DON WISEMAN: I imagine the minister would claim that something like this is the beginning of this process of improving the quality of the policing.
CH: Well, the minister has claimed that, and since the programme that finished in 2010 allegedly improved things, but from what I've seen the detail of those programmes there appeared to be no proper monitoring and no actual evidence that anything had improved. And you only have to look at the statistics of the killings, the state-sanctioned killings, and the way in which citizens in West Papua have no right to protest and the fact that there has been up till now no access to independent media to verify what's going on. So this is a very unhealthy situation, and rather than sending police over to make it look better, we should actually be calling on the Indonesian government to engage in a proper dialogue.
DW: Would you like New Zealand to be providing aid of any sort to Papua?
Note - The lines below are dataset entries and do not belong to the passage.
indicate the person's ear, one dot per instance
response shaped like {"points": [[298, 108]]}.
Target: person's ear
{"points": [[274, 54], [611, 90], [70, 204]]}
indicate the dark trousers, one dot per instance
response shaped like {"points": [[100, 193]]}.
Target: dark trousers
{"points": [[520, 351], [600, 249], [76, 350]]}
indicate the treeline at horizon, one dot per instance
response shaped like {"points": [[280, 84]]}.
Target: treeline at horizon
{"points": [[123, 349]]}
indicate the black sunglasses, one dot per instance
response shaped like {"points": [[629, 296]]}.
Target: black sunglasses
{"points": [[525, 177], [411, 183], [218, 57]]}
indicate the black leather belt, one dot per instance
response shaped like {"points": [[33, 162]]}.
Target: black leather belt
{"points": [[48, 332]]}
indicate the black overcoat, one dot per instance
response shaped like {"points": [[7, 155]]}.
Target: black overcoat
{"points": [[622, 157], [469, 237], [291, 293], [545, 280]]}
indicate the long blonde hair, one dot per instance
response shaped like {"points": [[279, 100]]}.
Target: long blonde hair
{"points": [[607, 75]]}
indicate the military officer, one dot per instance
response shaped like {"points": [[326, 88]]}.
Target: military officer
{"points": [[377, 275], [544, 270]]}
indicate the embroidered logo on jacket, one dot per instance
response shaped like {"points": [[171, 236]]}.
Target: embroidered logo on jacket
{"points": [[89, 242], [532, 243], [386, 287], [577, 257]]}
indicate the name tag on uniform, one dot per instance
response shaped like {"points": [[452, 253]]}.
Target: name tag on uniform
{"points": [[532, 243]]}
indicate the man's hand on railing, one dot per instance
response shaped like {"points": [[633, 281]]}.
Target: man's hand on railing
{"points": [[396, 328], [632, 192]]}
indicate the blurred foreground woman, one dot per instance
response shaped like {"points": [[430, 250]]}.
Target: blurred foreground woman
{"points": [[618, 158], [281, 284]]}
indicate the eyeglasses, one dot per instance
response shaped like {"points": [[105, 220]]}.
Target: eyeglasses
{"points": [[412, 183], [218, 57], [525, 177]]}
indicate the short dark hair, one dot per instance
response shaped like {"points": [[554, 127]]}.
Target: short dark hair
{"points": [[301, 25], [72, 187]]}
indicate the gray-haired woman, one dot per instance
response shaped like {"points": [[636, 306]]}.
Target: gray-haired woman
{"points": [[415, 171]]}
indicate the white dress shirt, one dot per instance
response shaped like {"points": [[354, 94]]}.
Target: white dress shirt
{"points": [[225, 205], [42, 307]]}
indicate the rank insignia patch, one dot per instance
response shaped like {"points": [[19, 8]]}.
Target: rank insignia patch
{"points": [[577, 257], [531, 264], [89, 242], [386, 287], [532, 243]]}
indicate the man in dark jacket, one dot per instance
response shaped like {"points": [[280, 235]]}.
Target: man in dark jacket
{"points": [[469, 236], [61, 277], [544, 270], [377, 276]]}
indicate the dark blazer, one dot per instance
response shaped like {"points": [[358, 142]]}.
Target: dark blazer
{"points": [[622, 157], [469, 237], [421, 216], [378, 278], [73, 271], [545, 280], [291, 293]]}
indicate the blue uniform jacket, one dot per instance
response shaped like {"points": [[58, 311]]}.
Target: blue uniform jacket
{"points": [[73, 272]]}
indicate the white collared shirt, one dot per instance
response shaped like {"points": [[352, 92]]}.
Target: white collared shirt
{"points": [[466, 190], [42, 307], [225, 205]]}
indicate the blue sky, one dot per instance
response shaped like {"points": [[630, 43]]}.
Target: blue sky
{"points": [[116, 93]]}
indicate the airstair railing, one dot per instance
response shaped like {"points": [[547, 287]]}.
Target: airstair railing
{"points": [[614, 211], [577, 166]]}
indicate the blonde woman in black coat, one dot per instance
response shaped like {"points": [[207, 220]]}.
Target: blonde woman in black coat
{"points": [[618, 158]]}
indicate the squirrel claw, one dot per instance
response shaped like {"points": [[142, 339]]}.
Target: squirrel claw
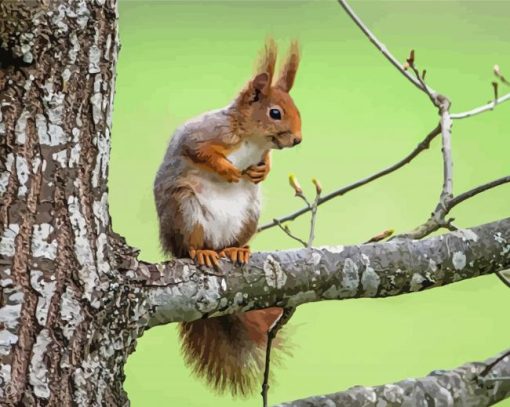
{"points": [[237, 254], [208, 258], [257, 173]]}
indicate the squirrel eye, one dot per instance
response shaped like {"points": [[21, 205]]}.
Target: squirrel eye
{"points": [[275, 114]]}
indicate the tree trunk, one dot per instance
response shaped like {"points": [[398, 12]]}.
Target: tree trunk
{"points": [[63, 336]]}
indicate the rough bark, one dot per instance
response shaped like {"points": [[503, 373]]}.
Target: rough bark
{"points": [[457, 387], [63, 337], [180, 291], [73, 296]]}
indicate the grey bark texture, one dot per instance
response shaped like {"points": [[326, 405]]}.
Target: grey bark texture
{"points": [[73, 295], [460, 387]]}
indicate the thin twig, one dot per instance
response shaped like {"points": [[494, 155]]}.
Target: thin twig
{"points": [[481, 109], [423, 145], [271, 334], [289, 233], [475, 191], [313, 219], [503, 279], [446, 126], [381, 47], [438, 219], [421, 79], [500, 76]]}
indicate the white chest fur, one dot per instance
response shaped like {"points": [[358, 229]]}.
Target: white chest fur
{"points": [[247, 154], [228, 207]]}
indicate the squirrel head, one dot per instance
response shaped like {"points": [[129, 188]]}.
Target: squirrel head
{"points": [[266, 110]]}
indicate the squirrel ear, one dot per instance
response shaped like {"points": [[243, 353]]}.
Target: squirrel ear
{"points": [[289, 69], [261, 83]]}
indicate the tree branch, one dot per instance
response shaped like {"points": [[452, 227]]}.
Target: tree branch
{"points": [[381, 47], [461, 386], [423, 145], [179, 291]]}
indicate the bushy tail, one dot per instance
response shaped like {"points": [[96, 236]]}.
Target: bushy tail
{"points": [[229, 351]]}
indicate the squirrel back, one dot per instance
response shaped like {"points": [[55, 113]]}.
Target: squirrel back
{"points": [[207, 200]]}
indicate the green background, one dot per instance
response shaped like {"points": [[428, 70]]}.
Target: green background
{"points": [[359, 114]]}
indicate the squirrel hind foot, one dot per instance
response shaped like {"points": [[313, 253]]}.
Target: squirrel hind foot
{"points": [[237, 254], [209, 258]]}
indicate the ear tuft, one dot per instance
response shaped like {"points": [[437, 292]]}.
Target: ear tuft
{"points": [[261, 81], [289, 68]]}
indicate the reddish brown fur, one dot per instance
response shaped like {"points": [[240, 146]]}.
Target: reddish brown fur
{"points": [[229, 351]]}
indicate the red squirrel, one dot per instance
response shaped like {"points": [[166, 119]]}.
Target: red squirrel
{"points": [[207, 200]]}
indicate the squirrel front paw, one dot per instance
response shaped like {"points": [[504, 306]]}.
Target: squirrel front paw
{"points": [[208, 258], [230, 174], [257, 173], [237, 254]]}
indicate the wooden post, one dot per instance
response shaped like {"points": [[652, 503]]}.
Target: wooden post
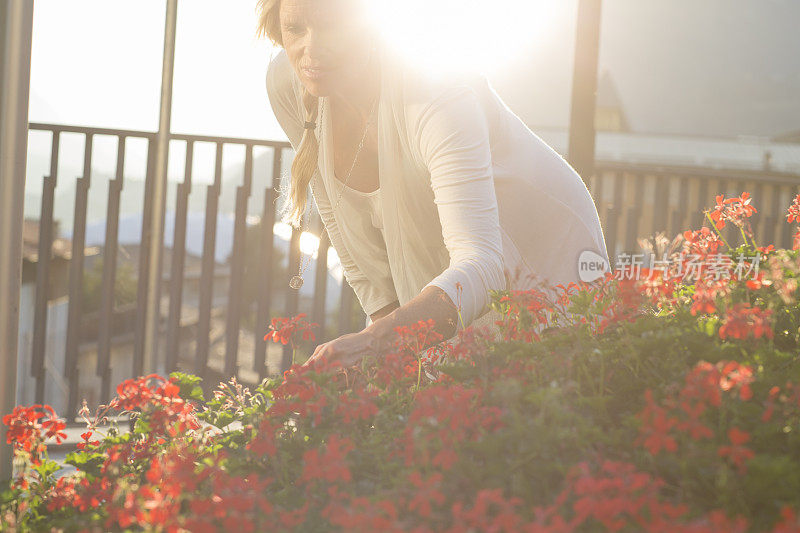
{"points": [[584, 89], [159, 198], [16, 24]]}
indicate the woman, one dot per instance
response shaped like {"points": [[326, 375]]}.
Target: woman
{"points": [[433, 192]]}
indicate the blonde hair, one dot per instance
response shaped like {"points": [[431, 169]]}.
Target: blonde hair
{"points": [[305, 160]]}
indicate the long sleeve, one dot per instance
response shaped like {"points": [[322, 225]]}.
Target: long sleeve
{"points": [[285, 107], [453, 137]]}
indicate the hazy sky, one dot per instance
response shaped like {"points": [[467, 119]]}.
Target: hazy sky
{"points": [[98, 63]]}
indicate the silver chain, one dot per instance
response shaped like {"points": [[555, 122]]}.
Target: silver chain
{"points": [[297, 281]]}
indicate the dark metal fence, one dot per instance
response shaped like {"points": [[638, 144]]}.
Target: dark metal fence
{"points": [[171, 329], [633, 201]]}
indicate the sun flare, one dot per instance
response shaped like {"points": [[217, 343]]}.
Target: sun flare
{"points": [[458, 35]]}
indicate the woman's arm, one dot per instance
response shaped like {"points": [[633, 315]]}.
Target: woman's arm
{"points": [[431, 303]]}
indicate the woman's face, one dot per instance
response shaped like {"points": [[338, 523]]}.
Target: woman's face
{"points": [[327, 41]]}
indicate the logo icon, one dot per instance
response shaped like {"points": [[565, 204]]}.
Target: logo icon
{"points": [[592, 266]]}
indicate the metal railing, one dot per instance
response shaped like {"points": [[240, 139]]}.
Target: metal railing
{"points": [[633, 200], [639, 200], [171, 328]]}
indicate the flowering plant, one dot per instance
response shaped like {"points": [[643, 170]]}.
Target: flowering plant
{"points": [[652, 399]]}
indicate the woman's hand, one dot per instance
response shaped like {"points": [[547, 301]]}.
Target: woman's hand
{"points": [[348, 349]]}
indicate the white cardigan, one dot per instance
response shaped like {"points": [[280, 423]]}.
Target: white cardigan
{"points": [[469, 194]]}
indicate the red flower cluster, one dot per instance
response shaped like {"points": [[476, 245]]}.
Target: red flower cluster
{"points": [[742, 321], [30, 427]]}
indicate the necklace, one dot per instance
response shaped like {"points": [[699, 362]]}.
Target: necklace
{"points": [[297, 281]]}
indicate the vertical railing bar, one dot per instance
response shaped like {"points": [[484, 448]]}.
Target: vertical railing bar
{"points": [[109, 274], [634, 215], [141, 314], [267, 255], [76, 280], [177, 265], [237, 267], [207, 270], [43, 268]]}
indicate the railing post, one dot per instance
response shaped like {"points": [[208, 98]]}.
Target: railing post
{"points": [[159, 193], [16, 23], [584, 89]]}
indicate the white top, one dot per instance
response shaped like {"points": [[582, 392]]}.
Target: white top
{"points": [[469, 194]]}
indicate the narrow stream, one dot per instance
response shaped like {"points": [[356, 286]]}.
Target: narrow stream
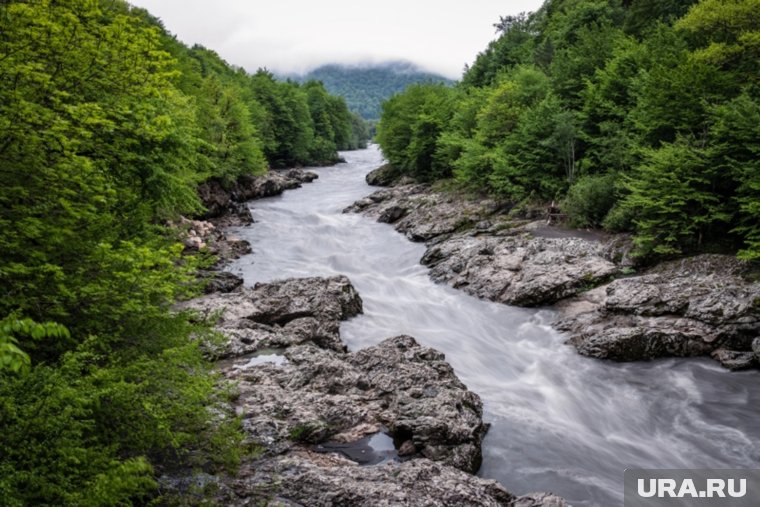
{"points": [[560, 422]]}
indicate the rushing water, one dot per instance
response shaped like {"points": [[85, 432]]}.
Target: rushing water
{"points": [[560, 422]]}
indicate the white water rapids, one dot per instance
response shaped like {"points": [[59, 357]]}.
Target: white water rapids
{"points": [[560, 422]]}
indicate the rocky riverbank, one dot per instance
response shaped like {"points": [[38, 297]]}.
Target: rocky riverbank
{"points": [[705, 305], [317, 411], [226, 206]]}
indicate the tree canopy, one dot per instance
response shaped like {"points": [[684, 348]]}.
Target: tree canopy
{"points": [[636, 115]]}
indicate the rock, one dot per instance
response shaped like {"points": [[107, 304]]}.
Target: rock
{"points": [[539, 500], [280, 314], [427, 214], [224, 199], [519, 270], [473, 247], [301, 175], [689, 307], [391, 214], [222, 281], [383, 176], [734, 360], [398, 384], [318, 480], [313, 407]]}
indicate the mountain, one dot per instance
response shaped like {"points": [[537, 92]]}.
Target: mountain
{"points": [[366, 86]]}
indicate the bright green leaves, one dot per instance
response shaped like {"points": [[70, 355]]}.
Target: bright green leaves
{"points": [[410, 128], [12, 358]]}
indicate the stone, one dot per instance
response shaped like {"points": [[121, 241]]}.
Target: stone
{"points": [[689, 307], [383, 176], [735, 360]]}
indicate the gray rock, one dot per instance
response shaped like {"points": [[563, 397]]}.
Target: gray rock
{"points": [[223, 200], [519, 270], [319, 392], [473, 247], [398, 384], [222, 281], [279, 314], [383, 176], [689, 307], [734, 360], [310, 479]]}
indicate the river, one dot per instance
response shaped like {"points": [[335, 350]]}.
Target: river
{"points": [[560, 422]]}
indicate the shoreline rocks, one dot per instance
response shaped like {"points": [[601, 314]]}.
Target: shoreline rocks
{"points": [[700, 306], [298, 387], [225, 203]]}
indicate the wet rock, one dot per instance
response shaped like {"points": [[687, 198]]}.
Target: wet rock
{"points": [[398, 384], [539, 500], [519, 270], [473, 247], [391, 214], [224, 199], [427, 214], [280, 314], [319, 397], [301, 175], [734, 360], [689, 307], [321, 480], [383, 176]]}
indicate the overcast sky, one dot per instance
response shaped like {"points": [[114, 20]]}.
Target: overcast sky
{"points": [[297, 35]]}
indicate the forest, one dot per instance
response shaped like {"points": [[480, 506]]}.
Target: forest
{"points": [[633, 115], [108, 124]]}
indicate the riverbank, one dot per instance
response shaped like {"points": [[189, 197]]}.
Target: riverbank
{"points": [[332, 426], [610, 308]]}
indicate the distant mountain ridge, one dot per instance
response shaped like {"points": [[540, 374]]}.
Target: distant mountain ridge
{"points": [[366, 86]]}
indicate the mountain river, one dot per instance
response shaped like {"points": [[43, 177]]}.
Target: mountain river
{"points": [[560, 422]]}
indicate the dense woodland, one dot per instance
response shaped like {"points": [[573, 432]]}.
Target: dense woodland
{"points": [[635, 115], [365, 87], [107, 127]]}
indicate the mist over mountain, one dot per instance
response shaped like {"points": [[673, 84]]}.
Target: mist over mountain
{"points": [[366, 86]]}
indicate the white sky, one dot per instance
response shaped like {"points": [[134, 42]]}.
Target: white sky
{"points": [[297, 35]]}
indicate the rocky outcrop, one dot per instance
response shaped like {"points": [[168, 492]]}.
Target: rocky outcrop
{"points": [[280, 314], [696, 306], [298, 388], [693, 307], [383, 176], [225, 202], [201, 235], [519, 269], [474, 246]]}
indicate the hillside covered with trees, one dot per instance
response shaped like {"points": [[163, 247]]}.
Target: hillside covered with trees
{"points": [[635, 115], [107, 126], [365, 87]]}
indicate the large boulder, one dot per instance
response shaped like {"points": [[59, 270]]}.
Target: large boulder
{"points": [[398, 385], [689, 307], [473, 246], [222, 198], [307, 403], [519, 269], [310, 479]]}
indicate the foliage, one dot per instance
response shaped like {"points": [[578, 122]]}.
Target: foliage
{"points": [[652, 104], [107, 126], [589, 200]]}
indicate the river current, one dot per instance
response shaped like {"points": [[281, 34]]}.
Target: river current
{"points": [[560, 422]]}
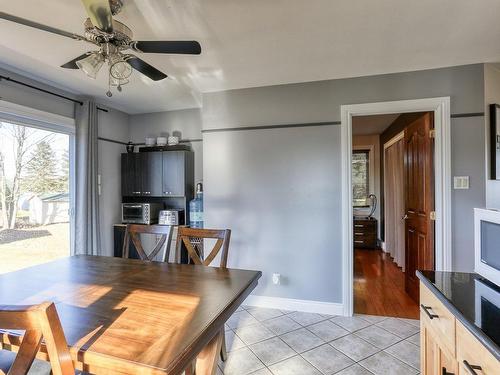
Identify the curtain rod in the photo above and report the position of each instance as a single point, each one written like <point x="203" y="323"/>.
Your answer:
<point x="46" y="91"/>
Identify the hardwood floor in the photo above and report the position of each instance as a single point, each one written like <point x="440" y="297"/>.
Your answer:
<point x="379" y="286"/>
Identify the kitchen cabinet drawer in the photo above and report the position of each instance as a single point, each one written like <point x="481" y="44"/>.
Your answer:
<point x="438" y="318"/>
<point x="473" y="358"/>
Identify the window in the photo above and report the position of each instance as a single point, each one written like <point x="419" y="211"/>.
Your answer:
<point x="34" y="195"/>
<point x="360" y="177"/>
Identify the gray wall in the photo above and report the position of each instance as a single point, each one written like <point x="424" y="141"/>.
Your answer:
<point x="317" y="102"/>
<point x="183" y="123"/>
<point x="112" y="125"/>
<point x="278" y="191"/>
<point x="491" y="96"/>
<point x="467" y="154"/>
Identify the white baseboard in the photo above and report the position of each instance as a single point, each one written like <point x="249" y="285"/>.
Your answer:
<point x="291" y="304"/>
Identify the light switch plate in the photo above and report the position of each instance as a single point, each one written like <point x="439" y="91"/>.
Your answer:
<point x="460" y="182"/>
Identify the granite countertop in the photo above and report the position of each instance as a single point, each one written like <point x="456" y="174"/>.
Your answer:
<point x="473" y="300"/>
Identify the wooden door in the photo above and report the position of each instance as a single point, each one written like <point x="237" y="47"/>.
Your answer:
<point x="419" y="200"/>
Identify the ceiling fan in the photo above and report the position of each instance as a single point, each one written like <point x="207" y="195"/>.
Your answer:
<point x="113" y="39"/>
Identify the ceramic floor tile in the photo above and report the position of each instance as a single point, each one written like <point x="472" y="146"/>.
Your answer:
<point x="262" y="314"/>
<point x="407" y="352"/>
<point x="281" y="325"/>
<point x="294" y="366"/>
<point x="327" y="330"/>
<point x="398" y="327"/>
<point x="354" y="370"/>
<point x="378" y="336"/>
<point x="385" y="364"/>
<point x="264" y="371"/>
<point x="272" y="351"/>
<point x="414" y="322"/>
<point x="354" y="347"/>
<point x="233" y="342"/>
<point x="306" y="319"/>
<point x="326" y="359"/>
<point x="415" y="339"/>
<point x="254" y="333"/>
<point x="301" y="340"/>
<point x="241" y="362"/>
<point x="240" y="319"/>
<point x="371" y="318"/>
<point x="351" y="323"/>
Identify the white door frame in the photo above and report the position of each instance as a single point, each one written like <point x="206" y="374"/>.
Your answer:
<point x="442" y="169"/>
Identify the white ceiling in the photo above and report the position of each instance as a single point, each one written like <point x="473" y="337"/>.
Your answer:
<point x="373" y="124"/>
<point x="249" y="43"/>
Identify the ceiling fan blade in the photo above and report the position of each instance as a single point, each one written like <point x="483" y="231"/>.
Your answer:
<point x="146" y="69"/>
<point x="188" y="47"/>
<point x="72" y="64"/>
<point x="99" y="13"/>
<point x="39" y="26"/>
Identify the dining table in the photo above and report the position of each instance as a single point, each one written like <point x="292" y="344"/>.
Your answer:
<point x="126" y="316"/>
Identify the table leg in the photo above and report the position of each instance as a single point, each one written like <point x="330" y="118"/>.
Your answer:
<point x="206" y="362"/>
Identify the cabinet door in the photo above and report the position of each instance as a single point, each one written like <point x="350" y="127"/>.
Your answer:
<point x="136" y="174"/>
<point x="151" y="168"/>
<point x="173" y="173"/>
<point x="128" y="168"/>
<point x="435" y="359"/>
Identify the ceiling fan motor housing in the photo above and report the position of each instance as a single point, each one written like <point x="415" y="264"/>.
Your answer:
<point x="121" y="36"/>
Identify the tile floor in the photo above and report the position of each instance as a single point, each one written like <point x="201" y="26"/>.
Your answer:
<point x="274" y="342"/>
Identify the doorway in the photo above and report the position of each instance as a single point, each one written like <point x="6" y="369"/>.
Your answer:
<point x="441" y="171"/>
<point x="35" y="199"/>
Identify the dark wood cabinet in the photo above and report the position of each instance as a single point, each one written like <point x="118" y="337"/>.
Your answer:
<point x="158" y="174"/>
<point x="365" y="233"/>
<point x="131" y="176"/>
<point x="174" y="167"/>
<point x="151" y="174"/>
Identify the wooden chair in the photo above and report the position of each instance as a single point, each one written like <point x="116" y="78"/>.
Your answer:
<point x="192" y="238"/>
<point x="38" y="321"/>
<point x="134" y="231"/>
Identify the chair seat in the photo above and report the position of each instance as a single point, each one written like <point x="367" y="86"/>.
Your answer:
<point x="38" y="367"/>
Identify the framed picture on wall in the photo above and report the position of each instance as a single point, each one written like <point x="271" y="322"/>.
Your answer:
<point x="495" y="141"/>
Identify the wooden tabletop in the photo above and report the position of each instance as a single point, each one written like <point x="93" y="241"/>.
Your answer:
<point x="128" y="316"/>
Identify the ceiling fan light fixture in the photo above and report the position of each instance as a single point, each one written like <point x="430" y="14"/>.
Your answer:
<point x="91" y="64"/>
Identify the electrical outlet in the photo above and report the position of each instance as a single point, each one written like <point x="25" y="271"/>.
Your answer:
<point x="461" y="182"/>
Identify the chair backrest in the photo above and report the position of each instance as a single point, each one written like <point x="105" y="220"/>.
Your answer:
<point x="38" y="321"/>
<point x="192" y="238"/>
<point x="134" y="231"/>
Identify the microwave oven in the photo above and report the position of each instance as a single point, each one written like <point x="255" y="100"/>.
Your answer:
<point x="140" y="213"/>
<point x="487" y="244"/>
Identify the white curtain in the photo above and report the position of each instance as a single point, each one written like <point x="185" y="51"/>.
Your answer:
<point x="394" y="206"/>
<point x="87" y="236"/>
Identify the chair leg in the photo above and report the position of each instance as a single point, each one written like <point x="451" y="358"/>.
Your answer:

CH: At this point in time the most useful thing we can do is to provide political leadership for peace. So aid in a situation where the political situation is very, very contaminated, so it's difficult to provide aid that won't be used as a justification for the continuation of the human rights abuses and the blocks to self-determination. I know that there are some good NGOs who are trying to projects on the ground - we wouldn't block those. But we think that the government's role in this situation is to be calling for and offering to broker or mediate a genuine solution to the situation in West Papua in terms of dialogue and peace between those citizens and their leadership group and the Indonesian government. Sending some community policemen over, no matter how well-intentioned they are, is not going to work, because so many West Papuan citizens have witnessed police violence and killings of family members by the police force and they have seen the state refuse to act to deal with those issues. So we really don't think that New Zealand is playing the rightful role of creating a better situation. Not at all.